Увидев Антуана, он немного приободрился.
– Срочное дело, – сказал Порфириу тем, кто его торопил. – Прошу прощения, я на одну минуту.
Затем Антуану:
– Пойдем в зал совещаний.
Они зашли в маленькое кафе, которое снабжало Порфириу абсентом. Там летали рои мух, все стены и мебель были в пятнах и в воздухе витал запах чего-то прокисшего.
Порфириу блаженно потянулся всем телом.
– Чертов пароход, – сказал он.
Антуан хотел сказать, зачем он пришел, но Порфириу остановил его:
– Я должен сначала выпить.
Он медленно выпил рюмку абсента.
– Что-нибудь случилось, Тонио? – спросил он после этого.
– У женщины больше нет документов, – сказал Антуан. – Отобрали. Выходка одного подонка.
– Выходка рогоносца, – сказал Порфириу. – Я так и предполагал.
Одна из мух села на черную, блестящую губу Порфириу. Он ее прогнал, махнув сигарой.
– А тебе хотелось бы, чтобы она уехала? – спросил Порфириу.
– Надо.
– Любовь?
– Да.
– Будет очень плохо для меня, если дело примет дурной оборот, – проворчал Порфириу. – Будет очень плохо для моего сердца. Я ведь буду не в Венесуэле, понимаешь, Тонио.

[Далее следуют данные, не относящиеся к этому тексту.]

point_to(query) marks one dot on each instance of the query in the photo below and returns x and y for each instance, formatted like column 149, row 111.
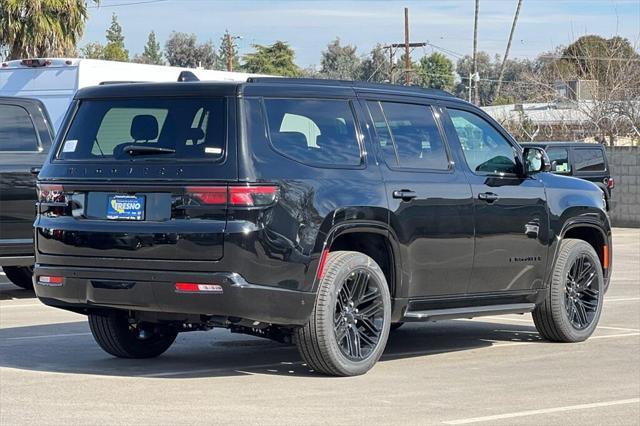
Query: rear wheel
column 572, row 307
column 348, row 329
column 118, row 337
column 20, row 275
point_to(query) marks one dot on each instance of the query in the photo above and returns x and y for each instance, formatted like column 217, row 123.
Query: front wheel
column 348, row 329
column 572, row 307
column 117, row 336
column 20, row 275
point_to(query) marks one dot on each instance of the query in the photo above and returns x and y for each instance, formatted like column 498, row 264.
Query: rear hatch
column 140, row 178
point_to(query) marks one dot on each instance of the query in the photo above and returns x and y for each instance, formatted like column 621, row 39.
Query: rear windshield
column 152, row 128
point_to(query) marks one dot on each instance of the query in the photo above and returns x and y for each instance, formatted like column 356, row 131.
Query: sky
column 309, row 26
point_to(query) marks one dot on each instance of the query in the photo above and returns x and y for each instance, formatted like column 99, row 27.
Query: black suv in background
column 25, row 139
column 308, row 211
column 583, row 160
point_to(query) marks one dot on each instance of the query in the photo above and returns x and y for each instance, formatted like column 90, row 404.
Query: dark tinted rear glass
column 588, row 160
column 314, row 131
column 182, row 128
column 16, row 129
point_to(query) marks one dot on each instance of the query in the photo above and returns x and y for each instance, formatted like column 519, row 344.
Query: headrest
column 287, row 140
column 144, row 128
column 195, row 134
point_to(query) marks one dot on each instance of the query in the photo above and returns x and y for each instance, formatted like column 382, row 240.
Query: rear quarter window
column 190, row 129
column 313, row 131
column 17, row 132
column 588, row 160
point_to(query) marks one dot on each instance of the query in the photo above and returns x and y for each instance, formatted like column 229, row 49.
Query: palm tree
column 38, row 28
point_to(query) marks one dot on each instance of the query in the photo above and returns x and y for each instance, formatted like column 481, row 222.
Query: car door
column 429, row 199
column 21, row 149
column 511, row 219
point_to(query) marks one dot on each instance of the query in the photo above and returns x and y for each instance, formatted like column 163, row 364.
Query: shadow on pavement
column 70, row 348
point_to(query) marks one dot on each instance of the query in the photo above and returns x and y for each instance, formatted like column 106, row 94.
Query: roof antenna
column 187, row 76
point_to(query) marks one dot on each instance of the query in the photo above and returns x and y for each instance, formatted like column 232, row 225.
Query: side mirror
column 535, row 160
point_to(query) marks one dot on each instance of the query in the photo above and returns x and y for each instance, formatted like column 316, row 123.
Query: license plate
column 125, row 207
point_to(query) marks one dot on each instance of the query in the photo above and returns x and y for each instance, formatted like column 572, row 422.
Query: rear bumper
column 154, row 291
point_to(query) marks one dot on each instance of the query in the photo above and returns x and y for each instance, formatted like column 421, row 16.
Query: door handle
column 489, row 197
column 404, row 194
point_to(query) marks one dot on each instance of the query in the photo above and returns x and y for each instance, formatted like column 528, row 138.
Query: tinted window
column 17, row 132
column 185, row 128
column 415, row 136
column 484, row 148
column 559, row 158
column 314, row 131
column 588, row 160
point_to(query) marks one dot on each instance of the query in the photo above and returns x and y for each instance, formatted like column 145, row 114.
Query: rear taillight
column 208, row 195
column 611, row 183
column 238, row 196
column 49, row 280
column 250, row 196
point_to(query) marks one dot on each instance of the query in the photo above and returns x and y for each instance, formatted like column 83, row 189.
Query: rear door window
column 314, row 131
column 17, row 132
column 559, row 158
column 588, row 160
column 157, row 128
column 408, row 136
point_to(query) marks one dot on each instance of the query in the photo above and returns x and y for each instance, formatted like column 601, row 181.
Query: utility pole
column 229, row 49
column 407, row 45
column 475, row 49
column 506, row 53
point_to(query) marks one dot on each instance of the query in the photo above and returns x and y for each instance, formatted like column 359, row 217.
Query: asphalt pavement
column 491, row 370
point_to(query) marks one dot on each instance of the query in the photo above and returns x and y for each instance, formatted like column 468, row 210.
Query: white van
column 54, row 81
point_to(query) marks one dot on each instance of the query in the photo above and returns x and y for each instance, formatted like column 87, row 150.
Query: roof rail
column 350, row 83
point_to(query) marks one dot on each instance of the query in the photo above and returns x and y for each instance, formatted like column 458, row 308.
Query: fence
column 624, row 163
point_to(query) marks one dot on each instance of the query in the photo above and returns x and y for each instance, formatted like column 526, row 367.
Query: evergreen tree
column 114, row 49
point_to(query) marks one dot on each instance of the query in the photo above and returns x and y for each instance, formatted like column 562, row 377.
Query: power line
column 126, row 4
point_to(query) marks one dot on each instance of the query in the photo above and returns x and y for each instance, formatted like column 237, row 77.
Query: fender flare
column 325, row 241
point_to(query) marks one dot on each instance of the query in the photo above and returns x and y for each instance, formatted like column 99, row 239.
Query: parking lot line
column 47, row 336
column 542, row 411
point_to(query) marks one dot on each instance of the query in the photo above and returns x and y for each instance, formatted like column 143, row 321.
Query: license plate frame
column 125, row 207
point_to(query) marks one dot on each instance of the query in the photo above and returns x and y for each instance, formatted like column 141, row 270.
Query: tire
column 396, row 325
column 117, row 337
column 20, row 276
column 363, row 325
column 573, row 304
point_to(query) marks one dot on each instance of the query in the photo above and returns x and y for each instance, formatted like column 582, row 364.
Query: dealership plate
column 125, row 207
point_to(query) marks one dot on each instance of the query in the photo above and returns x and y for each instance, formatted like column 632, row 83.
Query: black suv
column 316, row 212
column 25, row 139
column 586, row 161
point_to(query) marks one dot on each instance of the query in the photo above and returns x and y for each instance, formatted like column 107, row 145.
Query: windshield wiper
column 145, row 150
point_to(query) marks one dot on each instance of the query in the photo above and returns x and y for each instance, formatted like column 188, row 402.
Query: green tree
column 183, row 50
column 152, row 53
column 92, row 51
column 40, row 28
column 228, row 49
column 436, row 71
column 114, row 49
column 340, row 62
column 277, row 59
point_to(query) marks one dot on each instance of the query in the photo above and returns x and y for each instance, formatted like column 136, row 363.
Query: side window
column 17, row 132
column 559, row 158
column 588, row 160
column 314, row 131
column 408, row 136
column 484, row 148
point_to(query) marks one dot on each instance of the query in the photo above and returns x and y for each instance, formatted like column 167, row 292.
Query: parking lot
column 491, row 370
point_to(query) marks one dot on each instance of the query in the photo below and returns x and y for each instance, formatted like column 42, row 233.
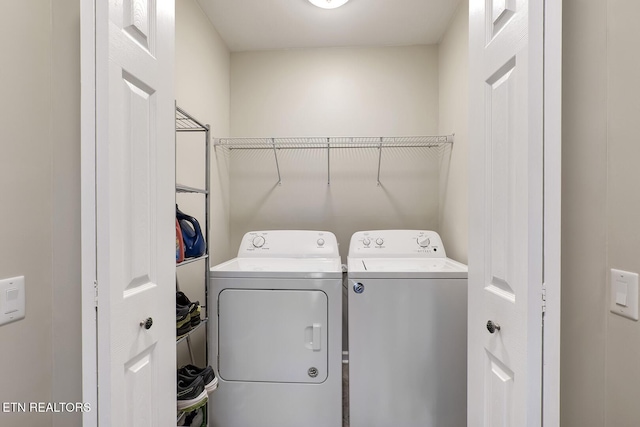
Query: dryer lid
column 315, row 268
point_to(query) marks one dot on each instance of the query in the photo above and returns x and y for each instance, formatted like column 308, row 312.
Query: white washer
column 278, row 339
column 407, row 331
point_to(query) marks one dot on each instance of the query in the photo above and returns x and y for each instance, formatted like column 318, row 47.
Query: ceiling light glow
column 328, row 4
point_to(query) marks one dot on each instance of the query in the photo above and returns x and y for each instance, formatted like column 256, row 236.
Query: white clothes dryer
column 278, row 339
column 407, row 331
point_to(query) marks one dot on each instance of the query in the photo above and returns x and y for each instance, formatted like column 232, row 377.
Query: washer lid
column 306, row 268
column 406, row 267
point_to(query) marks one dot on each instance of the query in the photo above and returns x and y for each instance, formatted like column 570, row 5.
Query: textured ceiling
column 247, row 25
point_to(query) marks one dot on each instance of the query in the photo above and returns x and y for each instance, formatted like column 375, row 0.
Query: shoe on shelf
column 194, row 307
column 183, row 321
column 191, row 394
column 189, row 372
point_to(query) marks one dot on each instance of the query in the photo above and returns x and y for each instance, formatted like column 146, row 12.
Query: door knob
column 492, row 327
column 147, row 323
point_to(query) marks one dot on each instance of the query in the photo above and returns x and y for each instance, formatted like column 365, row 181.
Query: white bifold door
column 128, row 215
column 512, row 206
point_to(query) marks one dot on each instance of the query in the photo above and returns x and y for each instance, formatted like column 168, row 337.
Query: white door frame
column 88, row 91
column 552, row 210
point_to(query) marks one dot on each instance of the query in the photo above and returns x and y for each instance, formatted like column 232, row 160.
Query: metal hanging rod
column 297, row 143
column 186, row 123
column 329, row 143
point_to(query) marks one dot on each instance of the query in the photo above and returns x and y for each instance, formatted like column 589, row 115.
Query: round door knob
column 492, row 327
column 258, row 242
column 423, row 242
column 147, row 323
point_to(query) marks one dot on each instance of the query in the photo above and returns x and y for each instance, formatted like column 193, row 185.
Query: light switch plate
column 12, row 300
column 624, row 293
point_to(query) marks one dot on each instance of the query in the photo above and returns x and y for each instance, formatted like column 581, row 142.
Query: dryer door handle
column 315, row 344
column 314, row 337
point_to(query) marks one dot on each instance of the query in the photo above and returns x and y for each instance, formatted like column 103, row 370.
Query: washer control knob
column 258, row 242
column 423, row 241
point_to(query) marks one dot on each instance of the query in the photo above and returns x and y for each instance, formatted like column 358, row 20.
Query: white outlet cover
column 12, row 300
column 624, row 293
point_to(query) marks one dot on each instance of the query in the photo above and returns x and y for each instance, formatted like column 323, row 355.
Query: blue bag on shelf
column 194, row 244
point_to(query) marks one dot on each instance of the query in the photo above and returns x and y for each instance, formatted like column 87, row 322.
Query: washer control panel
column 396, row 243
column 289, row 244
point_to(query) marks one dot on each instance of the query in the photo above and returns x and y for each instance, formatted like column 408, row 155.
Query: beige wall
column 453, row 62
column 66, row 309
column 623, row 205
column 584, row 221
column 202, row 89
column 26, row 193
column 334, row 92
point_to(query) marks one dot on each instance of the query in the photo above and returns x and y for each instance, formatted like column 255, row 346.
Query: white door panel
column 506, row 212
column 134, row 211
column 273, row 335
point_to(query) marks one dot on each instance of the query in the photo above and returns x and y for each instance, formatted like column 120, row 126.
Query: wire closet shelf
column 330, row 143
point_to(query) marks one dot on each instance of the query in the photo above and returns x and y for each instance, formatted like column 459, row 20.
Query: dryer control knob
column 423, row 242
column 258, row 242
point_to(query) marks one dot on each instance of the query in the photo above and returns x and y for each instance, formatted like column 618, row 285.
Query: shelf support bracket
column 328, row 162
column 379, row 161
column 275, row 155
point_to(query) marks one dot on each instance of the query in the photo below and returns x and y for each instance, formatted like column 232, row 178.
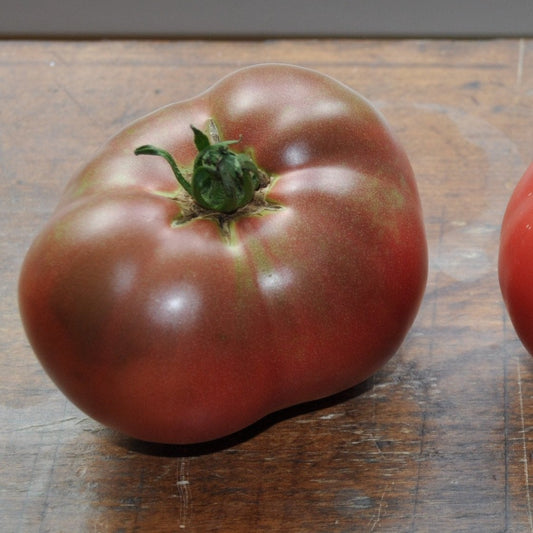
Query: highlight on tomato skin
column 515, row 260
column 272, row 253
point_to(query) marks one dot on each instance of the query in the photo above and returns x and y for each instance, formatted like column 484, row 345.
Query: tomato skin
column 180, row 334
column 515, row 261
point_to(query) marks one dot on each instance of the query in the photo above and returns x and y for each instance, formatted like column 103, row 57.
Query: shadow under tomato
column 204, row 448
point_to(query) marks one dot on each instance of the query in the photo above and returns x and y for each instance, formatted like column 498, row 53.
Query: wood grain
column 439, row 440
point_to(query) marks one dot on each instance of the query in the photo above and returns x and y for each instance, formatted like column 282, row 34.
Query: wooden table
column 440, row 440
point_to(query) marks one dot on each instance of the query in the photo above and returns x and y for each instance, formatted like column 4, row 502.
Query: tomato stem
column 222, row 180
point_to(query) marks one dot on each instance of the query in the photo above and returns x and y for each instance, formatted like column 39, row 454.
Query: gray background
column 265, row 18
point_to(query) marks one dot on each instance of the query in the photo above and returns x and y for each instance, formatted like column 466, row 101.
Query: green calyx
column 222, row 180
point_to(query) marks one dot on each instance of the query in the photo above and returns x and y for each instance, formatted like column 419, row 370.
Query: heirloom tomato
column 515, row 263
column 274, row 254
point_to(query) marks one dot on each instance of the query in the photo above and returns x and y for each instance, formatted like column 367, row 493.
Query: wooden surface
column 439, row 440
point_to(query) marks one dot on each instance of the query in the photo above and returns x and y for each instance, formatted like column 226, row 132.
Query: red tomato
column 177, row 323
column 515, row 263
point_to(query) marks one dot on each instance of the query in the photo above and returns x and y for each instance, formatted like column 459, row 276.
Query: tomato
column 515, row 262
column 173, row 320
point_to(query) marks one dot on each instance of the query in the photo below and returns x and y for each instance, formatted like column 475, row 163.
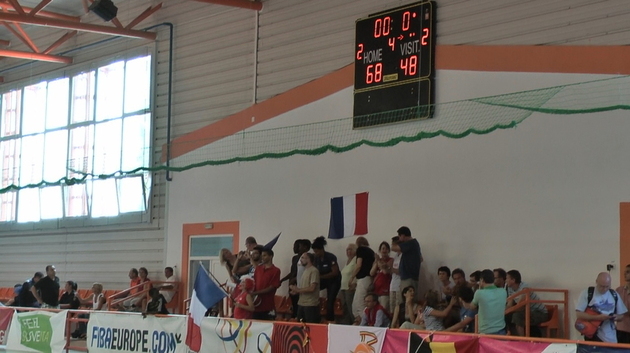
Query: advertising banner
column 6, row 314
column 132, row 333
column 37, row 331
column 241, row 336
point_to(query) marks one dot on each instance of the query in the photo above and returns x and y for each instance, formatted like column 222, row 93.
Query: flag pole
column 216, row 280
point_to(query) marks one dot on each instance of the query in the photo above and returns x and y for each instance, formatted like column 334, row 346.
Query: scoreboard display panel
column 394, row 65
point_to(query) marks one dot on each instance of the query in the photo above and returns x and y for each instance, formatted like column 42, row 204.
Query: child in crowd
column 405, row 311
column 428, row 313
column 244, row 303
column 157, row 305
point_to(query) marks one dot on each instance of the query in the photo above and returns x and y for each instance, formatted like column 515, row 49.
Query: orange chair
column 6, row 294
column 322, row 306
column 173, row 305
column 554, row 321
column 338, row 307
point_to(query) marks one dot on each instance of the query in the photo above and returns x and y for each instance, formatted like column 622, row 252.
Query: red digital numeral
column 406, row 21
column 425, row 35
column 413, row 65
column 382, row 26
column 374, row 73
column 387, row 23
column 409, row 65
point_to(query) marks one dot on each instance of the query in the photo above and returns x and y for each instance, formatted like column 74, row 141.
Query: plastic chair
column 554, row 321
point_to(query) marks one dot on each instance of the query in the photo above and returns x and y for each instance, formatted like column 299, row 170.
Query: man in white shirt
column 607, row 303
column 168, row 290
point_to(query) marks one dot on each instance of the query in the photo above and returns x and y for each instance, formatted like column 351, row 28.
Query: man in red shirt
column 267, row 279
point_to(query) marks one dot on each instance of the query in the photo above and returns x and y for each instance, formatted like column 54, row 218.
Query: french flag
column 348, row 216
column 206, row 294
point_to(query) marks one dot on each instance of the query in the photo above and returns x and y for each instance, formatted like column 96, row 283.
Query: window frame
column 69, row 72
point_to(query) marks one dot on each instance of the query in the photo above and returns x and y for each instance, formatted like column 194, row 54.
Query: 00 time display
column 394, row 48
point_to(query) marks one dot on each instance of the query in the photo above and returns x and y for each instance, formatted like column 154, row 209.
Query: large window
column 94, row 123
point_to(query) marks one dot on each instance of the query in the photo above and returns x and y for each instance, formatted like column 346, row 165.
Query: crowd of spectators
column 43, row 291
column 380, row 288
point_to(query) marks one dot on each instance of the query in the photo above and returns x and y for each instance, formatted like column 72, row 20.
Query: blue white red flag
column 206, row 294
column 348, row 216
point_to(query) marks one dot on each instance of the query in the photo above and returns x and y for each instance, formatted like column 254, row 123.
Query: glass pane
column 7, row 206
column 57, row 107
column 28, row 208
column 51, row 203
column 76, row 200
column 80, row 156
column 209, row 245
column 131, row 194
column 55, row 155
column 83, row 97
column 109, row 92
column 10, row 161
column 104, row 198
column 138, row 84
column 32, row 162
column 11, row 105
column 34, row 114
column 107, row 147
column 136, row 142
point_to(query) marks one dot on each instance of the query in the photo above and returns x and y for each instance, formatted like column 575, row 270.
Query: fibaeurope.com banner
column 37, row 331
column 111, row 332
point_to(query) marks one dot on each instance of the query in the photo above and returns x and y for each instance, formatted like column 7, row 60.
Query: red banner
column 6, row 314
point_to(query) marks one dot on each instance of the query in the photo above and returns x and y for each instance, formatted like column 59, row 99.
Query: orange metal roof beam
column 35, row 56
column 84, row 27
column 4, row 4
column 59, row 42
column 117, row 23
column 244, row 4
column 26, row 41
column 17, row 7
column 39, row 7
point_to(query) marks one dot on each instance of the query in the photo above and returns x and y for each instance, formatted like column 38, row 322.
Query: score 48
column 374, row 72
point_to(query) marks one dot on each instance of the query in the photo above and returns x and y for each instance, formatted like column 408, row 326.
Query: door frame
column 207, row 228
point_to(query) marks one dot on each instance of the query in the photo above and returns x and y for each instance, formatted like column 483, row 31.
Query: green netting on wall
column 452, row 120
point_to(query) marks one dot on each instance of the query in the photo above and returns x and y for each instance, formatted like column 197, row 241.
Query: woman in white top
column 346, row 294
column 96, row 299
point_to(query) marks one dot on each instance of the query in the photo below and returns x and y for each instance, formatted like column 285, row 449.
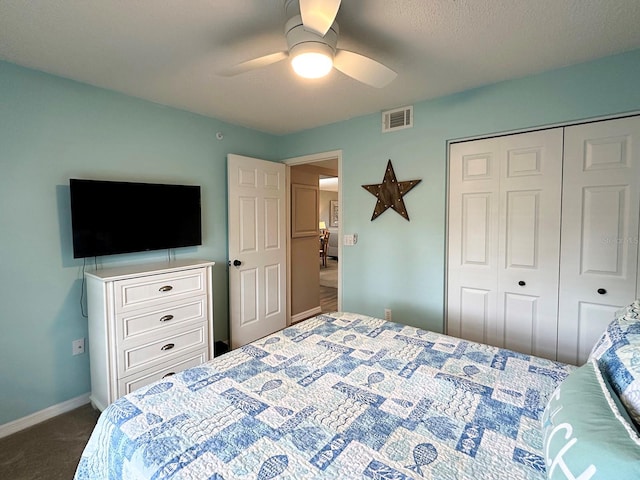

– Я тоже буду не в Венесуэле, если для нее дело примет дурной оборот, и все неприятности – даю тебе слово – я возьму на себя, – сказал Антуан.
Веки Порфириу поднялись полностью (этого с ним не случалось почти никогда), и глаза Порфириу, вдруг чистые и проницательные, внимательно посмотрели в глаза Антуана.